# How do you find sum of geometric series 5+20+80+...+ 20480?

Feb 27, 2016

$5 + 20 + 80 + \ldots + 20480$ can be written as, $5 \setminus \times 1 + 5 \setminus \times {4}^{1} + 5 \setminus \times {4}^{2} + \ldots + 5 \setminus \times {4}^{6}$
$= 5 \setminus \times \left(1 + 4 + {4}^{2} + \ldots + {4}^{6}\right) = 5 \setminus \times \left(\setminus \frac{{4}^{7} - 1}{4 - 1}\right) = 27305$.

#### Explanation:

A geometric series with $N$ terms is of the general form :
${G}_{n} = a + a {x}^{1} + a {x}^{2} + \ldots + a {x}^{n}$

Let ${G}_{n} = a \setminus \times \left(1 + {x}^{1} + {x}^{2} + \ldots + {x}^{n}\right) = a . {S}_{n}$ where
${S}_{n} = 1 + {x}^{1} + {x}^{2} + \ldots + {x}^{n}$;
There are two ways of writing ${S}_{n}$,

${S}_{n} = 1 + x \setminus \times \left(1 + {x}^{1} + {x}^{2} + \ldots + {x}^{n - 1}\right)$
$\setminus q \quad = 1 + x {S}_{n - 1}$ ...... (Eq.1)

${S}_{n} = \left(1 + {x}^{1} + {x}^{2} + \ldots + {x}^{n - 1}\right) + {x}^{n} = {S}_{n - 1} + {x}^{n}$ ...... (Eq.2)

Since the LHS of these two equations are the same we can equate their RHS.

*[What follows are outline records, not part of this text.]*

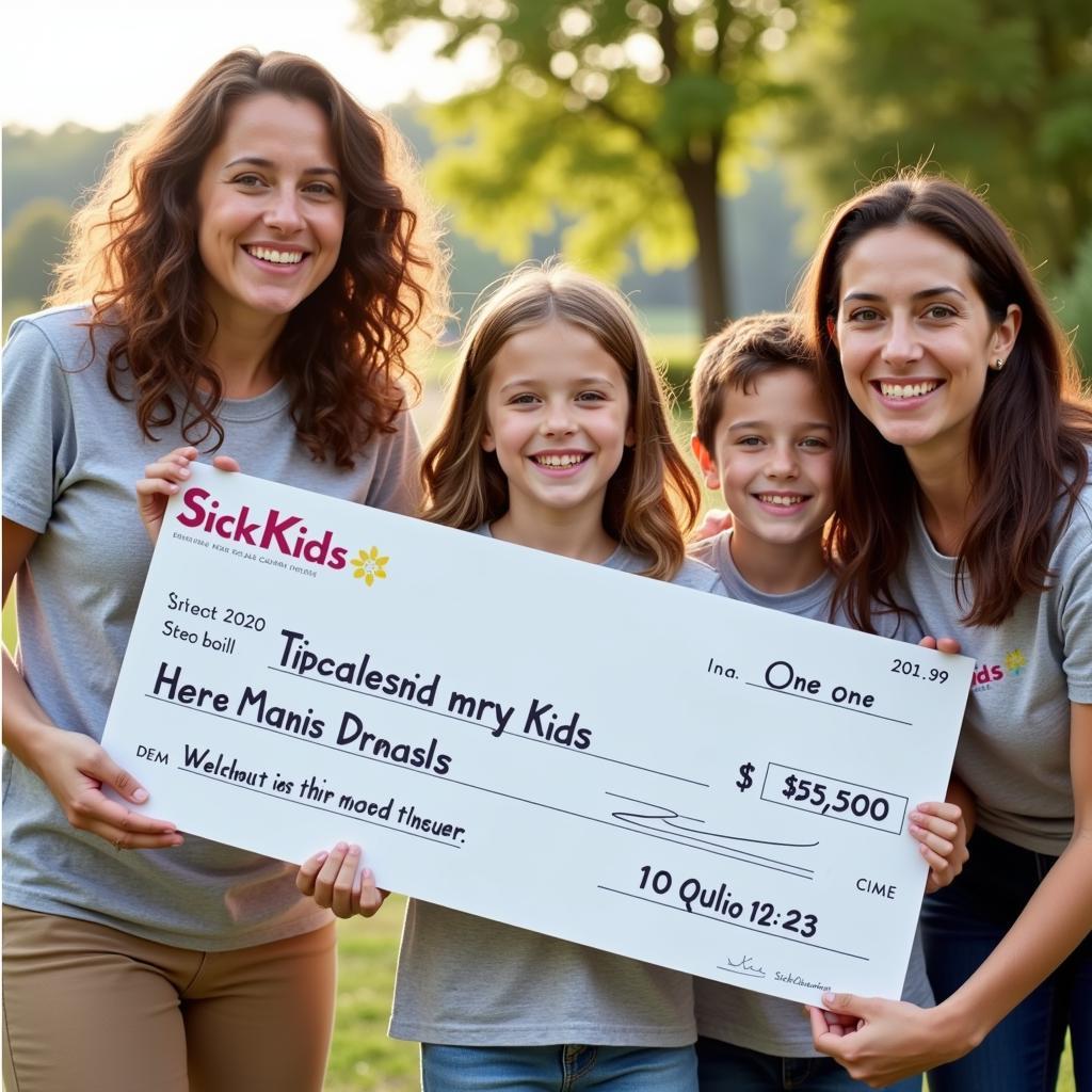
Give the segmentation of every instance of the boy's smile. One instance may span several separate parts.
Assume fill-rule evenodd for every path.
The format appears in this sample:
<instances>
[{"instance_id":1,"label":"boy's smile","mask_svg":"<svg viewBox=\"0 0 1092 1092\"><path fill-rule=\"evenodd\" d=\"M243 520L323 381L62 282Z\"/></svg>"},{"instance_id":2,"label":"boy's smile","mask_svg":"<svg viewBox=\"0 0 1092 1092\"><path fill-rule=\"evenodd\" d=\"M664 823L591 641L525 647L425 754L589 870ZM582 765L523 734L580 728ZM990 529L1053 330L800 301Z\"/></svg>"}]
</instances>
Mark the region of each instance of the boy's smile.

$1 + x {S}_{n - 1} = {S}_{n - 1} + {x}^{n} \setminus q \quad \setminus \rightarrow \left(x - 1\right) {S}_{n - 1} = \left({x}^{n} - 1\right)$
${S}_{n - 1} = \left(\setminus \frac{{x}^{n} - 1}{x - 1}\right)$
Therefore, ${S}_{n} = \left(\setminus \frac{{x}^{n + 1} - 1}{x - 1}\right)$

This Problem: a=5; \qquad x=4; \qquad n=6
${G}_{6} = a . {S}_{6} = 5 \setminus \times \left(\setminus \frac{{4}^{7} - 1}{4 - 1}\right) = 27305$.